233 posts in 863 days


774 days ago

Topic tags/keywords: question plane carving tool chisel tablesaw joining rustic traditional

I am considering selling all my power tools except for my skill saw and table saw and going almost completely with high quality hand tools to force myself to learn and improve on hand tool work to develop a business of hand made heirloom quality furniture…after much trial and error, learning, learning, and more learning and more trial and error. With our economy, dumping my power tools seems tough to do for the cost end of the hourly work.

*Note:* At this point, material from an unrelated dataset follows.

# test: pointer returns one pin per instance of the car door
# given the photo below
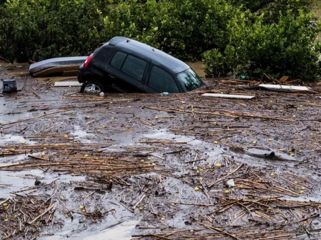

So what do you guys and gals here on lumberjocks feel about the hand tool work and satisfaction furniture and project making gives for pieces to be passed down family to family versus the time saving efficiency of more power tool use to save on hourly labor time and provide a more competitive price in our current economy?

What do you here at lumberjocks feel about hand tool traditional joinery furniture making and power tool use?

Debating on going the mostly hand tool route and selling the “ranch” of power tools….

-- "So many projects...so little time..." Psalm 23


40 replies so far

View Marc5's profile

Marc5

304 posts in 1975 days


#1 posted 774 days ago

This very personal and I am sure you will get a ton of responses going both ways. My father was a carpenter / furniture maker that worked in a mill as a pattern maker. He taught me most of what I know about this field and he was a staunch power tool user. He had knowledge and all of the necessary hand tools to build without power but choose not. When he taught me how to use a hand plane and handsaw he said the only reason you need to know this is just in case your project exceeds your tool capacity.

I am currently working on a jewelry box for my wife that is completely done with hand tools and I will be starting a dining room table that will be built with the aid of power. So for me it is a blend of both. Using hand tools has improved my skills as a wood worker even in the use of power tools. I guess it is knowing the processes and mastering the tools either powered or not.

-- Marc

View crank49's profile

crank49

3378 posts in 1604 days


#2 posted 774 days ago

I think it’s great to work with hand tools.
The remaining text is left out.